Obowiązujące w Polsce przepisy wymagają ubezpieczenia odpowiedzialności cywilnej (czyli OC) wykupionego dla każdego pojazdu na drodze. Standardowa umowa obejmuje okres 12 miesięcy i jest automatycznie odnawiana, co pozwala uniknąć przykrej niespodzianki podczas ewentualnych stłuczek.
Zobacz też: Ceny ubezpieczeń OC będą rosnąć
Pod koniec każdego roku otrzymujemy od ubezpieczyciela informacje na temat wysokości przyszłorocznej składki. Nie możemy zrezygnować z ubezpieczenia, ale istnieje możliwość znalezienia innej firmy oferującej niższą stawkę za OC.
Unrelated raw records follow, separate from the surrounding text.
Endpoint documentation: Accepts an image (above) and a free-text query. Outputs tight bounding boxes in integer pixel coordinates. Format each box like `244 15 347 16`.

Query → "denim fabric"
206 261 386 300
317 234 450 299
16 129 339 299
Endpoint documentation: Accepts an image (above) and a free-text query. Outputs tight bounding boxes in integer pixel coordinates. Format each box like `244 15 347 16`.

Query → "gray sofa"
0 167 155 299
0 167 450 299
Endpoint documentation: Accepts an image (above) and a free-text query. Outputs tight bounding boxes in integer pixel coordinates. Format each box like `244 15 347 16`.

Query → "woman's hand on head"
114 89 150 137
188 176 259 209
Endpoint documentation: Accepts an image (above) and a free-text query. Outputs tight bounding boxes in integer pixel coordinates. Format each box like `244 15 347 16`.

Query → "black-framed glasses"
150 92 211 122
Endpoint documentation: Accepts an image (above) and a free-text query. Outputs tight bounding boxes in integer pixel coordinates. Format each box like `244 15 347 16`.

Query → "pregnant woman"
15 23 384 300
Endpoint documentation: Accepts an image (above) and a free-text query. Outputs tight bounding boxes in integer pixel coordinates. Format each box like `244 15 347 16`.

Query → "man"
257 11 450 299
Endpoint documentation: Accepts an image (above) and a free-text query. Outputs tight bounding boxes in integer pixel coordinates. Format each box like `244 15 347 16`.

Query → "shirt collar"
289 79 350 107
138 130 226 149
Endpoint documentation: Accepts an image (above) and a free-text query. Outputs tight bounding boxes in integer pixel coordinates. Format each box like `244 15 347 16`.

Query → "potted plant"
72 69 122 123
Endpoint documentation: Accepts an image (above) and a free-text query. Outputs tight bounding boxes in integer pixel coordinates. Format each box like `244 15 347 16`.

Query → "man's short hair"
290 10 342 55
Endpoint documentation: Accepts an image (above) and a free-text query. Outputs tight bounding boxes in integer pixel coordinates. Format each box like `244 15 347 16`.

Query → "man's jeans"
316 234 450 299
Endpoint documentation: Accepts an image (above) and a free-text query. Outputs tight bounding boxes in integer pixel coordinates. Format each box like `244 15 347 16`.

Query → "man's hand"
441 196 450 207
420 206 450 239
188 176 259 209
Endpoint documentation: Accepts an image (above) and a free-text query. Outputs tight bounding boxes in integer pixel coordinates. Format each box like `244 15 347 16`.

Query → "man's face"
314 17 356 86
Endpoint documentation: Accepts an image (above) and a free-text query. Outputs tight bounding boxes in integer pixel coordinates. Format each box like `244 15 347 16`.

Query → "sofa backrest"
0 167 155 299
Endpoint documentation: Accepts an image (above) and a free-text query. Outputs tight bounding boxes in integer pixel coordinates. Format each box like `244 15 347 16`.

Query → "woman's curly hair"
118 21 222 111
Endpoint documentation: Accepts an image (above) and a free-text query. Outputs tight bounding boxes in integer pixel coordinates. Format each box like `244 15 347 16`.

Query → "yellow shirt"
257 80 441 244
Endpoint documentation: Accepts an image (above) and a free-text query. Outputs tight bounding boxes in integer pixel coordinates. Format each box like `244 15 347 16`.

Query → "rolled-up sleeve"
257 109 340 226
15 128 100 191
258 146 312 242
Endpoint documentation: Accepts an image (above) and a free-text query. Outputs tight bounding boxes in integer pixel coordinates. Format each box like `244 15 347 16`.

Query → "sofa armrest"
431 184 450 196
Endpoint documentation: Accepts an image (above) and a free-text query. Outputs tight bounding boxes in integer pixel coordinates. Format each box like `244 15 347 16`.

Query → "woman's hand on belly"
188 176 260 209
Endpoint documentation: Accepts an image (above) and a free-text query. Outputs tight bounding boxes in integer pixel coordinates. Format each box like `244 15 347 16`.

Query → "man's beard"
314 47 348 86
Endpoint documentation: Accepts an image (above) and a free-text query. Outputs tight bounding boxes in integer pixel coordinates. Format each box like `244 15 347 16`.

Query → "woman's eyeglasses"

Po podpisaniu umowy z nowym ubezpieczycielem możemy wypowiedzieć droższą polisę, niezależnie od tego czy przyszłoroczną składkę już zapłaciliśmy czy też nie. Ważne, że samochód nadal jest ubezpieczony.
Link4 jednak błędnie interpretuje przepisy i umożliwia zerwanie umowy tylko w wypadku niezapłacenia kwoty obowiązkowego ubezpieczenia. Jeśli firma otrzyma nasze pieniądze, pojazd będzie zabezpieczony w dwóch zakładach. Urząd Ochrony Komisji i Konsumentów od dłuższego czasu stara się walczyć z taką sytuacją.
Kara dla firmy może wynieść nawet 10% zeszłorocznego obrotu, lecz Link4 dalej może stosować takie praktyki – postępowanie trwa nadal.
Link4 przedstawi swoje stanowisko w najbliższym czasie.